In response to the scrapping of the safe area provisions, Labour MP Louisa Wall entered the Contraception, Sterilisation, and Abortion (Safe Areas) Amendment Bill (Safe Areas Bill), proposing their restoration, into the member’s bill ballot. The bill was drawn from the ballot on 28 July 2020. The Safe Areas Bill was drafted in line with the recommendations that were made by the Abortion Legislation Committee when it considered the safe area provisions in the Abortion Legislation Act.
Karlene O’Halloran and Erica Burke, on behalf of AWLA, drafted, wrote and delivered oral submissions to the Parliamentary Select Committee on the Safe Areas Bill submitting that safe areas around abortion care facilities should be automatic. The Safe Areas Bill provided that the Minister of Health could recommend the making of regulations establishing a safe area was necessary and could be demonstrably justified as a reasonable limitation on people’s rights and freedoms.
AWLA submitted that this would render safe areas reactive, rather than proactive. It required that abortion providers must prove that the safe area is necessary and justified before the security was granted. The effect of this meant that providers and patients would suffer actual harassment, intimidation or injury before they could apply to the Minister for a safe area, in order to demonstrate that there is a “necessity” for the safe area to be imposed. This system created a two-fold problem. It would deter pregnant people from seeking abortion care and practitioners from providing abortion care.
AWLA argued that the automatic establishment of safe areas around abortion facilities is required to ensure the safety, dignity and privacy of pregnant people seeking abortion care and does not threaten a person’s freedom of speech or expression. The automatic establishment of safe areas around abortion facilities would not prevent anti-choice activists from exercising their right to protest; it would only prevent them from doing so in certain places.
“Prohibited behaviour” under section 13A(3) of the Safe Areas Bill was defined as “intimidating, interfering with, or obstructing a protected person with the intention or frustrating the purpose for which the protected person is in the safe area; or in a manner that an ordinary person would know would cause emotional distress to a protected person.” It was submitted that it was wrong for the section to require the patient or provider to prove the intention of the person contravening the section or prove their emotional distress. The Harassment Act 1997 does not have a requirement to prove the intention of the harasser. Harassment can be found simply when a person does a specified act on at least two separate occasions within a period of 12 months. It was unclear to AWLA why Parliament would impose a higher legal test on someone being harassed while seeking health care, than someone seeking protection under the Harassment Act.
AWLA suggested the Safe Areas Bill be amended to align with comparable jurisdictions where the legal framework for safe areas is built around public health policy, rather than arguments round freedom of expression. It was submitted that the proposed regulatory framework provided no obvious benefit to people accessing or providing abortion services. Legislation that prioritised the opinions of others, to any extent, over those of pregnant people seeking health care, is inherently detrimental to the advancement and position of pregnant people, women and children within society.

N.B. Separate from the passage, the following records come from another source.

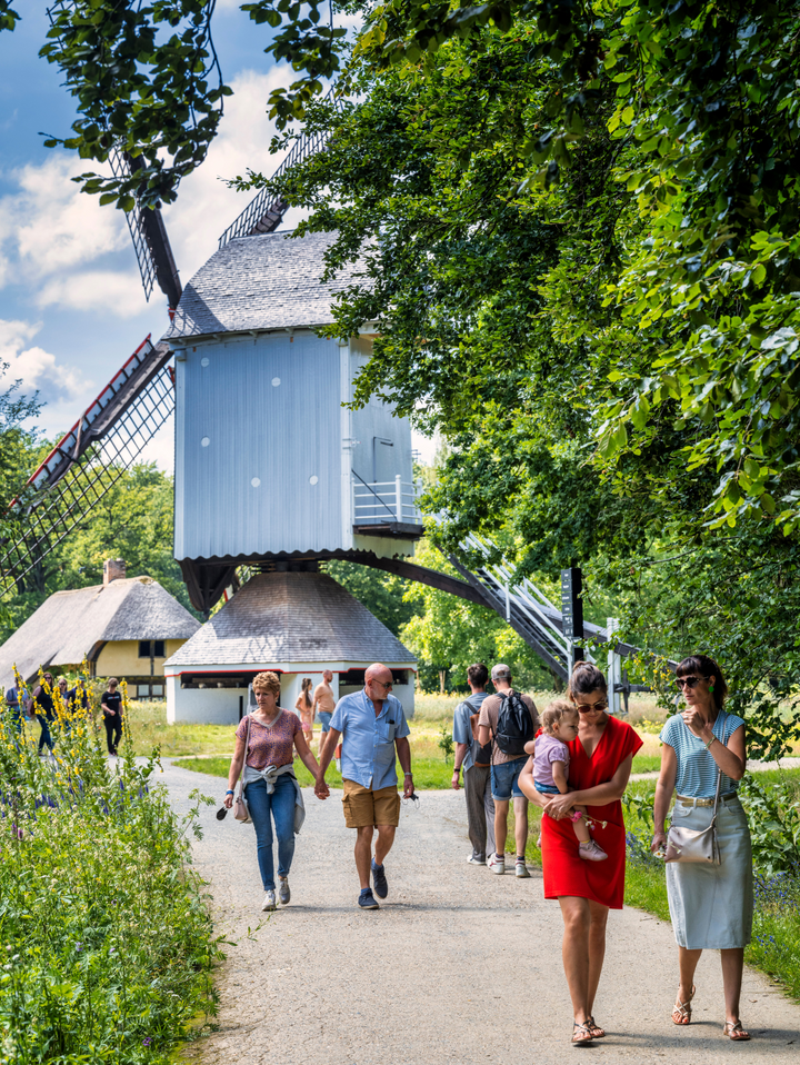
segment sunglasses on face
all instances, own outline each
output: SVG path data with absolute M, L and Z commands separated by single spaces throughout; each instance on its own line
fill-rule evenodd
M 696 684 L 699 684 L 701 679 L 708 680 L 708 677 L 704 677 L 704 678 L 702 678 L 702 677 L 678 677 L 678 678 L 676 679 L 676 687 L 680 688 L 681 691 L 683 690 L 683 686 L 684 686 L 684 685 L 686 685 L 687 688 L 693 688 L 694 685 L 696 685 Z

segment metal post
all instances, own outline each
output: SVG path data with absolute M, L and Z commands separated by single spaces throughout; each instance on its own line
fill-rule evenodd
M 583 658 L 583 576 L 577 566 L 561 570 L 561 618 L 563 634 L 571 641 L 570 673 Z
M 617 629 L 619 621 L 617 618 L 608 618 L 606 621 L 606 631 L 608 634 L 608 688 L 609 688 L 609 709 L 612 714 L 620 711 L 620 693 L 622 684 L 622 659 L 617 654 Z

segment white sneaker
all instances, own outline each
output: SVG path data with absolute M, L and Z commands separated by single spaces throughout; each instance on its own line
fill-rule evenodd
M 487 866 L 492 870 L 492 873 L 500 875 L 506 872 L 506 858 L 498 858 L 497 854 L 493 854 L 487 862 Z

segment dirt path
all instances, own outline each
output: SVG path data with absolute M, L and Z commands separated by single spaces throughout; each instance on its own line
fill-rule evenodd
M 223 782 L 166 766 L 178 809 Z M 236 946 L 219 976 L 219 1031 L 190 1056 L 202 1065 L 556 1065 L 571 1011 L 561 969 L 561 920 L 539 874 L 494 876 L 468 865 L 462 794 L 427 792 L 403 809 L 387 859 L 389 898 L 356 908 L 352 832 L 339 793 L 308 817 L 290 877 L 292 903 L 259 925 L 263 897 L 252 828 L 203 814 L 196 860 L 210 880 L 218 928 Z M 264 915 L 266 916 L 266 915 Z M 758 1038 L 721 1035 L 719 958 L 703 955 L 694 1018 L 676 1028 L 677 948 L 669 925 L 612 913 L 596 1016 L 608 1037 L 584 1048 L 608 1063 L 792 1063 L 800 1006 L 748 972 L 743 1019 Z

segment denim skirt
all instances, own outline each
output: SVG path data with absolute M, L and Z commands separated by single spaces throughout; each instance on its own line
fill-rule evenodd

The Safe Areas Bill passed its third reading on 16 March 2022 and received royal assent on 18 March. The requirement to demonstrate the intent of the harasser was removed from the final version of the Safe Areas Bill. However, safe areas are not automatically created around any premises and providers have to apply for one to be established to the Governor-General, by Order in Council, on the recommendation of the Minister of Health, in consultation with the Minister of Justice.

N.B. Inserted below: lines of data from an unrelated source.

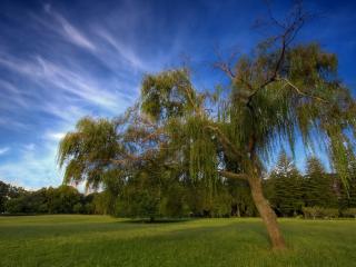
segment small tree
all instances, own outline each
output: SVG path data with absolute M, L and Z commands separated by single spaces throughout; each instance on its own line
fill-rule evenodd
M 301 176 L 285 151 L 279 155 L 277 166 L 266 180 L 265 188 L 266 196 L 277 214 L 294 216 L 301 212 Z

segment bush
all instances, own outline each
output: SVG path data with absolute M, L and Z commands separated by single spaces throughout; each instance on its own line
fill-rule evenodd
M 344 217 L 353 217 L 356 219 L 356 208 L 348 208 L 343 210 L 343 216 Z
M 303 207 L 303 214 L 304 217 L 309 219 L 330 219 L 330 218 L 337 218 L 338 217 L 338 209 L 336 208 L 322 208 L 318 206 L 314 207 Z

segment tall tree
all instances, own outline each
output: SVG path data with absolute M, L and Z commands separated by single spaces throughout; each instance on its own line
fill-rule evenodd
M 266 197 L 278 215 L 294 216 L 304 206 L 301 176 L 285 151 L 265 181 Z M 269 190 L 268 190 L 269 189 Z
M 333 177 L 326 174 L 320 160 L 316 157 L 308 158 L 304 179 L 306 206 L 336 207 L 337 196 L 333 189 Z
M 113 165 L 127 169 L 132 162 L 141 168 L 157 158 L 167 167 L 187 166 L 191 179 L 207 188 L 214 189 L 219 176 L 241 179 L 249 185 L 273 247 L 284 249 L 276 215 L 263 192 L 263 162 L 278 142 L 294 151 L 297 136 L 307 147 L 323 146 L 322 137 L 348 185 L 346 151 L 354 138 L 348 132 L 356 134 L 347 131 L 355 129 L 356 105 L 339 82 L 336 56 L 315 43 L 295 43 L 307 18 L 297 6 L 285 21 L 274 19 L 278 33 L 238 58 L 234 68 L 218 62 L 229 79 L 226 93 L 197 91 L 187 69 L 146 76 L 138 116 L 126 120 L 130 126 L 123 127 L 125 135 L 105 121 L 87 121 L 88 129 L 80 122 L 77 132 L 65 137 L 59 161 L 70 167 L 67 180 L 100 181 L 101 175 L 92 172 L 105 174 Z M 229 168 L 227 161 L 236 165 Z

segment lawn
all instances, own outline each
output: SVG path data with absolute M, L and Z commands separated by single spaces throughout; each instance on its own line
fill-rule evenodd
M 269 249 L 257 218 L 140 224 L 106 216 L 0 217 L 0 266 L 356 266 L 356 220 L 280 220 Z

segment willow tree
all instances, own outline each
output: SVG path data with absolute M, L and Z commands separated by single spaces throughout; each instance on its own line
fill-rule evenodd
M 217 175 L 248 181 L 275 249 L 286 245 L 261 180 L 276 148 L 294 151 L 299 136 L 307 148 L 324 146 L 346 187 L 354 157 L 347 151 L 356 134 L 355 101 L 337 77 L 335 55 L 316 43 L 295 43 L 306 18 L 295 9 L 286 22 L 275 21 L 279 34 L 233 68 L 218 62 L 230 81 L 227 97 L 199 93 L 185 69 L 147 76 L 141 91 L 142 111 L 162 126 L 171 147 L 188 151 L 191 177 L 208 186 Z M 234 169 L 227 168 L 231 160 Z
M 96 184 L 117 169 L 126 179 L 160 160 L 184 166 L 210 191 L 219 177 L 245 180 L 273 247 L 285 248 L 263 194 L 264 162 L 281 144 L 294 151 L 301 136 L 305 147 L 325 147 L 347 188 L 347 165 L 355 157 L 356 105 L 337 77 L 336 56 L 315 43 L 295 43 L 307 17 L 297 8 L 286 22 L 274 19 L 278 34 L 231 68 L 218 62 L 228 92 L 199 92 L 187 69 L 146 76 L 138 109 L 125 123 L 88 120 L 65 137 L 59 161 L 68 164 L 66 178 Z

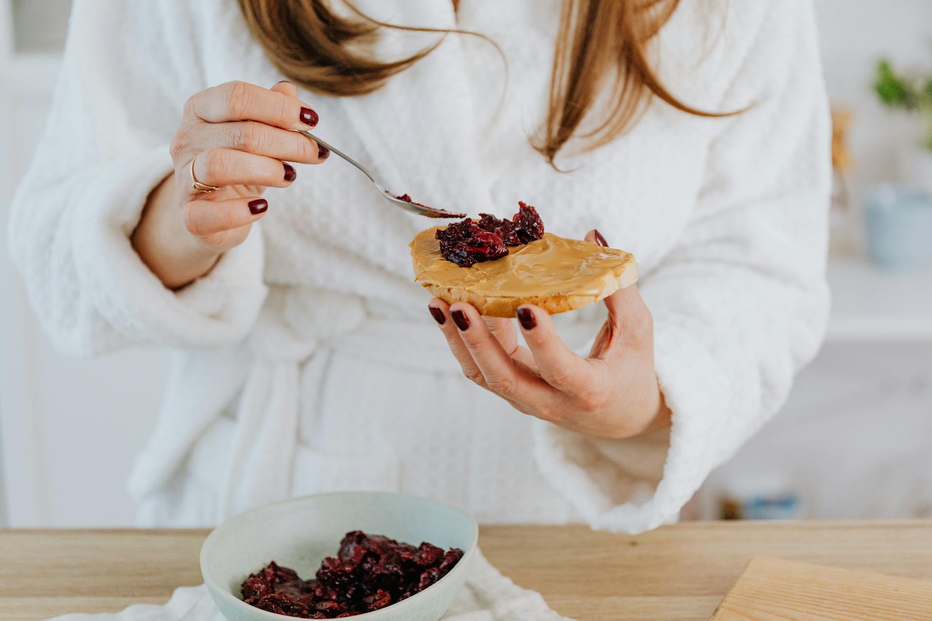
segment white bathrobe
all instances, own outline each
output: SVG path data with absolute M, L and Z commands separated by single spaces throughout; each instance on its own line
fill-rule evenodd
M 433 223 L 390 207 L 336 156 L 299 166 L 248 239 L 173 292 L 130 235 L 187 97 L 278 73 L 235 0 L 75 3 L 48 128 L 14 198 L 10 247 L 58 346 L 178 351 L 130 485 L 141 524 L 212 524 L 333 490 L 390 490 L 484 522 L 582 520 L 639 532 L 676 520 L 709 470 L 784 402 L 827 318 L 829 115 L 807 0 L 684 2 L 656 40 L 654 102 L 554 170 L 544 118 L 558 0 L 368 0 L 375 17 L 452 26 L 364 97 L 301 91 L 316 131 L 396 193 L 475 214 L 535 205 L 549 231 L 598 228 L 639 262 L 670 431 L 596 440 L 466 380 L 413 282 L 408 241 Z M 435 34 L 392 33 L 397 55 Z M 560 316 L 586 351 L 601 304 Z M 624 381 L 624 378 L 619 378 Z M 132 412 L 119 415 L 132 416 Z

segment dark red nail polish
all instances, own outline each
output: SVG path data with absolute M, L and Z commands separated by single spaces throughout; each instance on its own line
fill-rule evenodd
M 457 328 L 464 332 L 469 330 L 469 317 L 466 317 L 466 313 L 462 311 L 451 311 L 450 317 L 453 317 L 453 323 L 457 324 Z
M 302 123 L 310 127 L 317 125 L 318 121 L 317 113 L 310 108 L 301 108 L 301 114 L 298 115 L 298 118 L 301 119 Z
M 525 330 L 532 330 L 537 325 L 537 317 L 529 308 L 518 309 L 518 321 Z
M 431 311 L 431 315 L 433 316 L 433 320 L 441 326 L 446 322 L 446 317 L 444 317 L 444 311 L 440 310 L 436 306 L 428 306 L 428 309 Z

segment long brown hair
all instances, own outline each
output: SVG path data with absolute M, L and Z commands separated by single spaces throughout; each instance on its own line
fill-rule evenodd
M 246 23 L 275 66 L 292 80 L 327 95 L 372 92 L 439 45 L 407 58 L 379 61 L 368 47 L 381 28 L 476 34 L 385 23 L 363 14 L 349 0 L 344 3 L 355 17 L 336 15 L 327 0 L 239 2 Z M 459 0 L 453 4 L 456 7 Z M 651 97 L 691 115 L 723 115 L 680 101 L 651 66 L 648 44 L 678 4 L 679 0 L 563 0 L 547 118 L 532 141 L 551 165 L 605 88 L 611 88 L 613 103 L 594 128 L 580 136 L 590 139 L 587 151 L 628 129 Z

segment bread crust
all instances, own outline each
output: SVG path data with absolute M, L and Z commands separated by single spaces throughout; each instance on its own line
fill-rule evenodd
M 415 279 L 420 282 L 421 286 L 434 297 L 440 298 L 447 304 L 468 303 L 474 306 L 480 314 L 487 317 L 513 317 L 515 316 L 518 306 L 527 304 L 540 306 L 551 315 L 565 313 L 595 304 L 637 280 L 637 263 L 633 255 L 622 250 L 604 249 L 590 242 L 565 240 L 547 233 L 545 238 L 551 243 L 555 240 L 571 243 L 574 249 L 579 249 L 577 251 L 591 254 L 593 259 L 586 263 L 587 276 L 582 282 L 584 286 L 579 286 L 579 283 L 576 283 L 574 289 L 578 290 L 572 291 L 560 291 L 559 283 L 557 283 L 552 287 L 553 292 L 541 291 L 540 287 L 536 288 L 534 292 L 526 292 L 520 290 L 520 286 L 513 287 L 511 290 L 503 291 L 503 294 L 492 294 L 487 290 L 480 292 L 476 290 L 475 283 L 458 281 L 459 280 L 459 277 L 462 276 L 459 270 L 472 268 L 455 266 L 440 256 L 439 244 L 433 239 L 437 228 L 434 226 L 422 231 L 411 242 Z M 535 243 L 538 242 L 531 242 L 531 244 Z M 528 254 L 533 254 L 533 250 L 534 249 L 528 245 L 528 250 L 525 250 L 523 254 L 527 257 Z M 612 254 L 606 256 L 604 260 L 600 259 L 602 255 L 609 252 Z M 509 255 L 496 261 L 508 262 L 512 259 L 513 256 Z M 553 257 L 550 255 L 541 255 L 541 261 L 544 264 L 552 260 Z M 438 261 L 444 262 L 440 264 L 444 268 L 442 271 L 444 277 L 440 279 L 436 277 L 436 273 L 425 274 L 432 265 L 437 264 Z M 604 267 L 600 268 L 600 264 Z M 477 263 L 477 265 L 483 265 L 483 263 Z M 452 266 L 452 268 L 445 269 L 447 266 Z M 508 267 L 510 266 L 504 266 L 505 274 L 511 272 Z M 566 269 L 566 267 L 561 267 L 561 269 Z M 589 272 L 591 275 L 588 274 Z M 490 279 L 495 277 L 494 276 L 490 277 Z M 514 278 L 514 277 L 512 277 Z M 486 280 L 483 284 L 487 284 L 487 282 Z M 486 289 L 487 290 L 488 287 Z M 547 287 L 543 289 L 546 290 Z

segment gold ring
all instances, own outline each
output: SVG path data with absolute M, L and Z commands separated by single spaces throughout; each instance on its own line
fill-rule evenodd
M 207 183 L 201 183 L 198 181 L 198 178 L 194 176 L 194 160 L 198 159 L 195 155 L 194 159 L 191 160 L 191 187 L 193 187 L 198 192 L 213 192 L 214 190 L 219 190 L 216 185 L 208 185 Z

AWLA also submitted on the Harmful Digital Communications (Unauthorised Posting of Intimate Visual Recording) Amendment Bill, arguing that the Harmful Digital Communications Act 2015 was the appropriate legislative framework for addressing the issue of the publication of digital communications of intimate visual recordings online to provide victims with relatively streamlined and expeditious access to the courts for prompt determination.
Hon. Justice Melanie Harland spoke at the annual President’s function.

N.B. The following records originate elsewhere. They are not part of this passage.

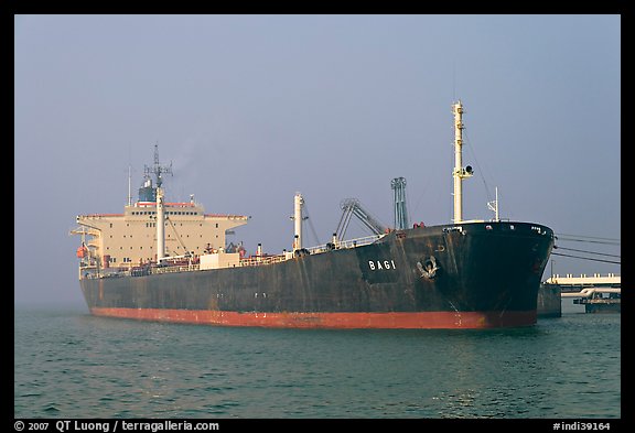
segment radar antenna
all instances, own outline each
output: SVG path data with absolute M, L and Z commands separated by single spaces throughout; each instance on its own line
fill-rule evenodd
M 161 187 L 161 184 L 163 183 L 163 181 L 161 180 L 162 173 L 172 174 L 172 162 L 170 162 L 170 165 L 161 165 L 159 163 L 159 143 L 154 144 L 154 165 L 152 166 L 146 165 L 143 172 L 146 174 L 146 177 L 149 177 L 150 174 L 154 174 L 157 176 L 157 187 Z

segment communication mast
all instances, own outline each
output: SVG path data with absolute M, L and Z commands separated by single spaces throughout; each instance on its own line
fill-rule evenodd
M 408 210 L 406 209 L 406 178 L 395 177 L 390 182 L 395 197 L 395 229 L 408 228 Z
M 161 174 L 162 173 L 169 173 L 172 174 L 172 162 L 170 162 L 170 165 L 161 165 L 159 163 L 159 143 L 154 144 L 154 164 L 152 166 L 144 166 L 143 173 L 146 174 L 146 177 L 150 177 L 151 174 L 154 174 L 157 176 L 157 187 L 161 187 L 161 184 L 163 183 L 162 178 L 161 178 Z

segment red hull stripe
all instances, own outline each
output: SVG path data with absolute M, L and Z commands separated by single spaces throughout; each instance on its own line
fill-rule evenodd
M 492 328 L 529 326 L 536 311 L 417 313 L 256 313 L 215 310 L 92 308 L 98 316 L 219 326 L 289 328 Z

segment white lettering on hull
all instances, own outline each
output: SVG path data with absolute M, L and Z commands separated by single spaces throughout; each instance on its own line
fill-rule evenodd
M 397 269 L 395 260 L 368 260 L 368 268 L 372 271 Z

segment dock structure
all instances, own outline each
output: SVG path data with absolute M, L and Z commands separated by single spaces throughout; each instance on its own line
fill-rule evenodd
M 621 313 L 622 279 L 609 273 L 592 277 L 582 274 L 551 275 L 542 283 L 543 288 L 559 288 L 561 297 L 572 297 L 574 304 L 584 305 L 586 313 Z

AWLA wrote to the Chief District Court Judge requesting policy be implemented to all courts to allow breastfeeding, and to consider actions which could be taken to improve the ability and minimise obstacles for children to attend court.
A seminar on building careers through confidence, rōia wāhine panel, and a meet the District Court judges panel were held.
Ranjna Patel ONZM QSM JP presented at the annual Dame Silvia Cartwright lecture.